Fenótipo: Uveíte granulomatosa, coriorretinite multifocal geográfica, coriorretinite semelhante a Birdshot, MEWDS, etc.
Tipo 2
Vasculite inespecífica: A inflamação inespecífica induzida por ICI causa vasculite retiniana e oclusão vascular.
Mecanismo: Infiltrado linfoplasmocitário predominante de células T CD4+ e regulação positiva de moléculas de adesão celular. Mais comum com terapia anti-PD-1.
Tipo 3
Inflamação mediada por autoanticorpos: Inibição de CTLA-4 → supressão de Treg + ativação de células B. Inibição de PD-1 → ativação de células T de memória → expansão clonal de células B.
Desfechos: Progressão para retinopatia autoimune (AIR), CAR, MAR.
O olho normalmente possui “privilégio imunológico” através da barreira hemato-retiniana e outros, mas quando os ICIs alvejam mecanismos de proteção como PD-L1, as células T imunes invadem o olho mais facilmente 1). Além disso, múltiplos mecanismos podem danificar os tecidos oculares, incluindo o nervo óptico: reação cruzada de células T antitumorais com tecidos oculares (Tipo 1a), reação a autoantígenos em indivíduos geneticamente predispostos (Tipo 1b), vasculite inespecífica (Tipo 2) e inflamação mediada por autoanticorpos (Tipo 3).
Rituximabe (anticorpo monoclonal CD-20) tem sido destacado como uma estratégia imunológica contra eventos adversos relacionados à imunidade resistentes a esteroides. Melhora significativa foi relatada em 7 casos de eventos adversos cutâneos relacionados à imunidade resistentes a esteroides, e outro estudo mostrou melhora de ≥2 graus em eventos adversos oculares relacionados à imunidade em todos os pacientes. Também está sendo estudado em combinação com plasmaférese para eventos adversos neurológicos relacionados à imunidade resistentes ao tratamento (encefalopatia autoimune, miastenia gravis). No entanto, ainda não há evidências diretas para neuropatia óptica, e o assunto permanece em debate.
Haliyur et al. (2025) afirmam que a estrutura de classificação tipo 3 para inflamação ocular posterior relacionada a ICI (ver seção «Fisiopatologia») pode melhorar a previsão prognóstica e a tomada de decisão terapêutica1). Nos Tipos 1a/1b e Tipo 3, os testes de HLA e autoanticorpos antirretinianos podem apoiar o diagnóstico clínico.

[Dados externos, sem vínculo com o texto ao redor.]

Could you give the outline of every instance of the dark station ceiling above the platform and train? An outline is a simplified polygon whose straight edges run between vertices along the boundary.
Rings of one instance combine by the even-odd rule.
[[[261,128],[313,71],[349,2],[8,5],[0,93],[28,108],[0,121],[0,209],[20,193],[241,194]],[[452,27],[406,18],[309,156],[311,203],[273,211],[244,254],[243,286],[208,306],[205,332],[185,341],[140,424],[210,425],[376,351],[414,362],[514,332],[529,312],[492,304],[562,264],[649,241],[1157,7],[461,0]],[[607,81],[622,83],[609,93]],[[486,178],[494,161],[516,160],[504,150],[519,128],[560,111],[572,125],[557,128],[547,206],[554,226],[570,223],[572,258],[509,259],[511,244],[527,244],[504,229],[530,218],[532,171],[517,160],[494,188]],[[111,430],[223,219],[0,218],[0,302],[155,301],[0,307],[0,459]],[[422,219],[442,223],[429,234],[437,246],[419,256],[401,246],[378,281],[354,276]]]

Estudos laboratoriais mecanísticos futuros são esperados para desenvolver estratégias de tratamento direcionadas para controlar a inflamação ocular enquanto se evita a interrupção do ICI.

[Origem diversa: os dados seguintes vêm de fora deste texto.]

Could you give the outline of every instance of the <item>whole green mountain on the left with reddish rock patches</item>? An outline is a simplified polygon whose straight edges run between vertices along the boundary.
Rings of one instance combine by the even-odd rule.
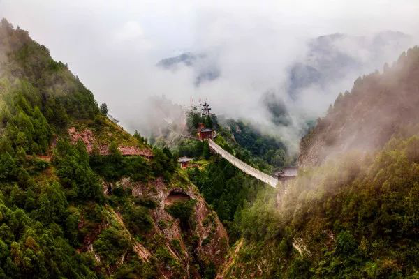
[[[6,20],[0,63],[0,277],[214,277],[228,235],[177,157]]]

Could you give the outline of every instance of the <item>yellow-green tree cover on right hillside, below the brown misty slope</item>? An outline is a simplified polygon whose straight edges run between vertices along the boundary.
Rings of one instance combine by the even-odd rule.
[[[393,139],[374,158],[353,153],[306,169],[280,204],[276,190],[259,193],[242,211],[243,235],[248,243],[267,243],[262,247],[278,243],[270,248],[286,274],[278,278],[413,276],[419,248],[416,142],[417,136]],[[296,240],[302,255],[291,246]],[[261,251],[253,256],[263,257]]]

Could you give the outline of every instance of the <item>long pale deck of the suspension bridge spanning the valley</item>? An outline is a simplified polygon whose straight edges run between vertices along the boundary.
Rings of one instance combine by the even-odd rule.
[[[277,186],[278,179],[270,176],[269,174],[265,174],[265,172],[260,172],[259,169],[255,169],[254,167],[247,165],[247,163],[244,163],[242,160],[235,158],[235,156],[222,149],[221,146],[216,144],[213,140],[209,139],[208,144],[210,144],[212,150],[214,150],[224,159],[228,160],[228,162],[240,169],[242,172],[249,174],[260,181],[263,181],[272,187]]]

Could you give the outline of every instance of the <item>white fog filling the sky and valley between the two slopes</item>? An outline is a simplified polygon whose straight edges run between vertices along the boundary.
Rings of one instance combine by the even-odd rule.
[[[418,42],[417,1],[347,2],[0,0],[0,17],[68,63],[127,130],[147,135],[161,122],[152,96],[179,105],[207,98],[214,113],[251,119],[296,150],[307,121],[358,75]],[[409,36],[377,36],[388,30]],[[318,39],[334,33],[346,35]],[[206,59],[156,66],[184,52]],[[219,77],[197,85],[205,67]],[[319,73],[307,82],[310,67]]]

Atualmente, não existem biomarcadores para eventos adversos oculares relacionados à imunidade, e o diagnóstico depende de exclusão. O desenvolvimento de biomarcadores é considerado uma questão importante no futuro. Com a expansão das indicações dos ICIs aprovados pela FDA, prevê-se um aumento no número de casos de eventos adversos oculares posteriores, e a necessidade de acompanhamento de longo prazo também foi indicada1).